Judges, Elections and the Perception of Bias

The Supreme Court today ruled that judges who are elected must recuse themselves in "extreme" cases -- those in which the contributions to ...
by | June 8, 2009
 

The Supreme Court today ruled that judges who are elected must recuse themselves in "extreme" cases -- those in which the contributions to the judge's campaign are so large that they create the perception of bias.

From the Washington Post :

"Not every campaign contribution by a litigant of attorney creates a probability of bias that requires a judge's recusal, but this is an exceptional case," wrote Justice Anthony M. Kennedy.

The case -- the plot of a John Grisham novel -- has drawn a spotlight on the skyrocketing costs of judicial elections, especially state Supreme Court races. Justice at Stake, a judicial reform group, notes that state Supreme Court candidates -- 39 states elect judges -- raised almost $168 million from 2000 to 2007, nearly double the amount raised during the 1990s.

One the one hand, this strikes me as eminently reasonable. Judicial elections are thorny things. (I wrote about this topic in Governing a couple years ago.) As spending levels in these campaigns have skyrocketed, some advocates worry that the judiciary is becoming more and more partisan. They worry that judges who get into office bankrolled by deep-pocketed contributors can't possibly approach cases with an unbiased mind. So forcing them to recuse themselves seems like a decent way to address those concerns.

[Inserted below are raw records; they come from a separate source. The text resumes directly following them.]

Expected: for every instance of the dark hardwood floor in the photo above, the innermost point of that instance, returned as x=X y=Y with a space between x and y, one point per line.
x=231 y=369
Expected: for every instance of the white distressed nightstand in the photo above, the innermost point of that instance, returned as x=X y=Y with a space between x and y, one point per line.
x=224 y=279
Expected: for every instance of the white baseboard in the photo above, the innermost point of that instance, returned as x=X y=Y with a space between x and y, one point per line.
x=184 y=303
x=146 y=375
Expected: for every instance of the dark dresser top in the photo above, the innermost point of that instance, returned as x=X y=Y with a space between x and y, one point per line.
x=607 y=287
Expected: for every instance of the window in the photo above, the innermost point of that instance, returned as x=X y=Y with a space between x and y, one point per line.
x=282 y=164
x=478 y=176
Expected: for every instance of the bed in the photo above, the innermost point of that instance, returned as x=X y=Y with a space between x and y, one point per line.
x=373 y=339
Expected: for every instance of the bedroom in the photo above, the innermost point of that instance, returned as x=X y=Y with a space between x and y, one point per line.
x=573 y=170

On the other hand, though, this ruling does seem to open the door to new headaches. First off, how are judges supposed to know what qualifies as an "extreme" case? I mean, the case before the Court seemed pretty cut-and-dried: A justice in West Virginia, Brent Benjamin (now the chief justice of that state's court) twice ruled to throw out a verdict against a coal company whose CEO had spent $3 million in 2004 attacking Benjamin's opponent.

So, yeah, I think we could all agree that that at least gives the perception of impropriety. But what about lesser offenses? Where do we draw the line?